Hepatitis C is a global health problem, and an estimated 71·1 million individuals are chronically infected with hepatitis C virus (HCV). The global incidence of HCV was 23·7 cases per 100,000 population. Approximately 10–20% of individuals who are chronically infected with HCV develop complications, such as cirrhosis, liver failure, and hepatocellular carcinoma over a period of 20–30 years. Blood-borne hepatitis causes over a million deaths per year world-wide.

What did the researchers do: The efforts of Harvey J. Alter, Michael Houghton and Charles M. Rice were all instrumental in the discovery of the hepatitis C virus. Harvey J. Alter first noted that despite screening for hepatitis B, many patients continued to develop hepatitis as a result of blood transfusion. He subsequently showed that the infectious agent responsible was a virus.

Michael Houghton used antibodies from these patients to identify DNA fragments belonging to the virus, and was able to show that it was a novel virus belonging to the Flavivirus family.

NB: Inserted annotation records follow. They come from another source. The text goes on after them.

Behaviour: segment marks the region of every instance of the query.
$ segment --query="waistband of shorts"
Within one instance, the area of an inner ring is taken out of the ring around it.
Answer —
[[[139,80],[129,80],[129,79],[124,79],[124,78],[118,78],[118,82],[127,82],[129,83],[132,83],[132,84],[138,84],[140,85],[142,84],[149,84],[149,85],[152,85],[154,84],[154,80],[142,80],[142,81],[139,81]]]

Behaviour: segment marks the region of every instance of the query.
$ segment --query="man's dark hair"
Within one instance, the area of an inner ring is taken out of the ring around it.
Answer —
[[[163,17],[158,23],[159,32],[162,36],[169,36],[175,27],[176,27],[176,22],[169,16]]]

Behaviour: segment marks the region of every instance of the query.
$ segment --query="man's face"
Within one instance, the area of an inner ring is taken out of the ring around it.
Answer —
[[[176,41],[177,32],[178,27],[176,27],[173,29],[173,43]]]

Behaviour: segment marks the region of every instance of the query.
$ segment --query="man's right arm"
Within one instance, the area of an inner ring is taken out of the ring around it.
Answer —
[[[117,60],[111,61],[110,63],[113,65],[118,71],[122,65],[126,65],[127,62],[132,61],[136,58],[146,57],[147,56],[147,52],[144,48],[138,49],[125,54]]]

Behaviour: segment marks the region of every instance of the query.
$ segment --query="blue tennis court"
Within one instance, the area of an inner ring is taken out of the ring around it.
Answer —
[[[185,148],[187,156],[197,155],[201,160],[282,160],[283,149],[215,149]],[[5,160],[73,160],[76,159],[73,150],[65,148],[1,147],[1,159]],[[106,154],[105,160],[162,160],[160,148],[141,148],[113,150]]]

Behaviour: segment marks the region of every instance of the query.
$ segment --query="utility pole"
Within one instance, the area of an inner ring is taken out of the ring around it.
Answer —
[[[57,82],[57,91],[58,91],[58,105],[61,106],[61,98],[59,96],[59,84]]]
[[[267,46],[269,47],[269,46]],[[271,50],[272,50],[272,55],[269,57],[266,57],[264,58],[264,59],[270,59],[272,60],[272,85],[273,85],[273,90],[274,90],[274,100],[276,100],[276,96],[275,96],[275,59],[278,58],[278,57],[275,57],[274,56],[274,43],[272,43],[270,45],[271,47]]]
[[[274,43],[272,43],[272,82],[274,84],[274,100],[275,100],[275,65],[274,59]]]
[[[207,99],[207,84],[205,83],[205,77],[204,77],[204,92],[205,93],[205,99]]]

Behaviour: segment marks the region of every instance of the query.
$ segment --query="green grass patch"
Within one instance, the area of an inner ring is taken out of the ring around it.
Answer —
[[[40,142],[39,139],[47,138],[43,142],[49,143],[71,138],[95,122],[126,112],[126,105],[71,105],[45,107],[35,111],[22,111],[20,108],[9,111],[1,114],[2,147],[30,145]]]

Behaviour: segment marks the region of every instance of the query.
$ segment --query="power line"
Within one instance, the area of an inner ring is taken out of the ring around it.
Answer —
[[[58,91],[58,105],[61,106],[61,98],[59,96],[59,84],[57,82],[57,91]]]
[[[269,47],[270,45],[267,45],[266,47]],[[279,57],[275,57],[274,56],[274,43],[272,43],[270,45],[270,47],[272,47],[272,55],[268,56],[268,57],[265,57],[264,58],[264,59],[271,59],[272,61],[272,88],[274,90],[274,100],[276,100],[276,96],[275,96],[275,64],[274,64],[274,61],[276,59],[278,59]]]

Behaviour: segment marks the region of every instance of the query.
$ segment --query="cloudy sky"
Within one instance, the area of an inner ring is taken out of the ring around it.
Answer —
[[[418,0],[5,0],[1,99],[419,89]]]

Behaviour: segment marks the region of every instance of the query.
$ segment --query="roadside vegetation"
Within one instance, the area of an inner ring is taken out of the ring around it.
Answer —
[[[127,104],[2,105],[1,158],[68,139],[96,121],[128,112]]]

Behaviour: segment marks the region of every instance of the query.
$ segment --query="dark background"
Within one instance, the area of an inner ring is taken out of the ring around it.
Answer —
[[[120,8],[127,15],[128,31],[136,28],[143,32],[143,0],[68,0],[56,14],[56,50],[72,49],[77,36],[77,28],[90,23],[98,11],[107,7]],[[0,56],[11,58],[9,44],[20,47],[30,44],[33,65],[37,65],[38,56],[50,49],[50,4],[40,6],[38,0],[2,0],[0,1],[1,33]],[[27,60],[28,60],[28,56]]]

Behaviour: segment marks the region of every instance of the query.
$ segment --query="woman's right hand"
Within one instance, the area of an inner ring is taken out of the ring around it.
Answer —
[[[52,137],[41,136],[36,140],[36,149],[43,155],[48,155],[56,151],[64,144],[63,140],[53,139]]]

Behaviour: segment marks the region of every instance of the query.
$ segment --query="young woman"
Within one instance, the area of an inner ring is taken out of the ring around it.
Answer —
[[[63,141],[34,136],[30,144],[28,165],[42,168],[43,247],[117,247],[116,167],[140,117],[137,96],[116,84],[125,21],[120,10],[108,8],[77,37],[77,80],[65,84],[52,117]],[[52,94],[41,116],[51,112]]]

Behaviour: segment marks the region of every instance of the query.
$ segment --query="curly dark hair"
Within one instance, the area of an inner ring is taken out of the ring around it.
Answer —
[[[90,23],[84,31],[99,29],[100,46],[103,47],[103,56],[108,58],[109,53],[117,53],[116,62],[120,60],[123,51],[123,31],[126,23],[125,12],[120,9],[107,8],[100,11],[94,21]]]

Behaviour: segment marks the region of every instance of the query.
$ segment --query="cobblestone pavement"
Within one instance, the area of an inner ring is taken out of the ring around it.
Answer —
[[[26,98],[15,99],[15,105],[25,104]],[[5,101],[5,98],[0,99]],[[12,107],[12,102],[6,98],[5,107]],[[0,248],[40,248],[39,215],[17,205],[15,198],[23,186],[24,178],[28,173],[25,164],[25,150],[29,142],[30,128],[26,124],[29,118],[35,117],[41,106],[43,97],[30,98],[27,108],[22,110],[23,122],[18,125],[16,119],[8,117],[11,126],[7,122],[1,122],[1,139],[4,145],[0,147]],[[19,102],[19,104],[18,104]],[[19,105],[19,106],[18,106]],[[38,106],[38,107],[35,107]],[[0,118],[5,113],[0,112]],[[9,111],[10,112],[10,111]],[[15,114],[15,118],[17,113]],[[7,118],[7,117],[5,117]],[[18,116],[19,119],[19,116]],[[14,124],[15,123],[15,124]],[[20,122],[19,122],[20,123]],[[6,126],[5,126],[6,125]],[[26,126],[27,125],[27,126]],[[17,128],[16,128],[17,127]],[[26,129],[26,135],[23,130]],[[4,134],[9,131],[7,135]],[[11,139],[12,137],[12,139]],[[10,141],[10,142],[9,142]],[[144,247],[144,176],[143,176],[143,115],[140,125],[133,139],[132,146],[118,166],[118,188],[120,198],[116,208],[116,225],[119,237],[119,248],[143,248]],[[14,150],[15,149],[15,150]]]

Finally, Charles M. Rice showed that some regions of the hepatitis C virus favoured viral replication, while other regions hindered it. Through genetic engineering, he showed that hepatitis C viruses with the pro-replication region, but none of the inhibitory regions, could cause disease in animals. This demonstrated that hepatitis C virus could be the sole cause of transfusion-mediated hepatitis.

Key takeaway(s) from this research: Thanks to these scientists’ work, we now have sensitive blood tests for hepatitis C, and have eliminated post-transfusion hepatitis from most parts of the world. Their discoveries also paved the way for the development of antiviral drugs that can cure hepatitis C, raising the possibility that we may one day eradicate this disease.